МОРФИН. На самом деле. Мама обязательно хотела, чтобы я учился в Москве. То есть чтобы я получил в Москве высшее образование. Не в Ташкенте. Меня направили в МГИМО. Московский государственный институт международных отношений. Тогда это называлось МИМО. Без Г. Просто Московский институт международных отношений. Я поступил по республиканской узбекской квоте.

МОРФИН. Что это значит?

КОЧУБЕЙ. Союзные республики имели квоты в московских вузах. Чтобы не дискредитировали нацменов. Вот я и пошёл как нацмен.

МОРФИН. Нацмен – что это? Я слышал слово «нацбол».

КОЧУБЕЙ. Нацмен – это национальное меньшинство. Я пошёл как узбек, хотя узбеком я не был. В общем-то, я и сейчас не узбек. Я даже меньше узбек, чем тогда. А «нацбол» – это что?

МОРФИН. Нацбол – это национал-большевик. Лимонов – слышали?

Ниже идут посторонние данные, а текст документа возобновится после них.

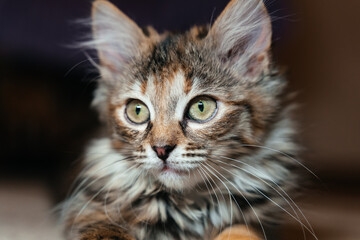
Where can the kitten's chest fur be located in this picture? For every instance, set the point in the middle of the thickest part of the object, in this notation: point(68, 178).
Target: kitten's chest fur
point(159, 214)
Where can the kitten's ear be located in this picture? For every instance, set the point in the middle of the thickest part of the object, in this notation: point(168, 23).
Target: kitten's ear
point(116, 37)
point(242, 36)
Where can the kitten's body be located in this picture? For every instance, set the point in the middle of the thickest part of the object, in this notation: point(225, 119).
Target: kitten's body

КОЧУБЕЙ. Какая-то гадость, да-да. Они, кажется, забрызгали мне костюм майонезом в Манеже. Когда я выступал. В честь открытия выставки «300 лет русского либерализма». Хороший был костюм, «Патрик Хельман». Так и не отстирался. Жена говорит, так и не отстирался. Людочка, ты соединяешь с Марией?

ГОЛОС НЕВИДИМОГО СУЩЕСТВА. Мария Игнатьевна обещала перезвонить через семь минут.

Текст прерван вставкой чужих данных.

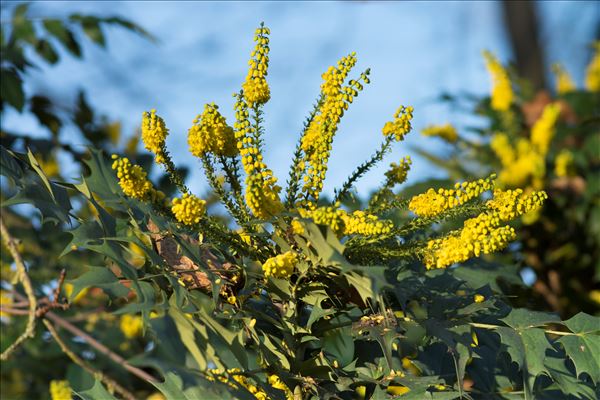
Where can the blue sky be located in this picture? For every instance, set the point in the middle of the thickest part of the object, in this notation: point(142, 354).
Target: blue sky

КОЧУБЕЙ. Отменно. Великолепно. Вы что-то спрашивали?

МОРФИН. Я спрашивал, как ваш отец поехал в Москву.

КОЧУБЕЙ. Мама хотела, чтобы я учился в МИМО. А раз я там учился, то и семья должна была оказаться в Москве. Я был на втором курсе. Отец перевелся на должность заместителя министра мелиорации. Это было ниже, чем первый секретарь столицы союзной республики. Но зато нам сразу дали трехкомнатную квартиру. В кирпичном совминовском доме, на Больших Каменщиках. А потом папа дорос до завотделом сельского хозяйства ЦК. Уже при Горбачеве. И нам дали новую четырехкомнатную квартиру. В цэковском доме на Патриарших. Вот так примерно. А старую при том – не забрали.

МОРФИН. Ваш отец дружил с Горбачевым?

КОЧУБЕЙ. Дружил? Наверное, нет. Он по линии Минмелиорации часто ездил в Ставрополь, где Горбачев был первым секретарем. Они ценили друг друга. Когда Михал Сергеич стал секретарем по сельскому хозяйству, он пригласил папу заместителем заведующего отделом. А когда стал генсеком, папа сделался завотделом. Такая примерно история. Личной дружбы не было. Мои родители никогда не были у Горбачева дома.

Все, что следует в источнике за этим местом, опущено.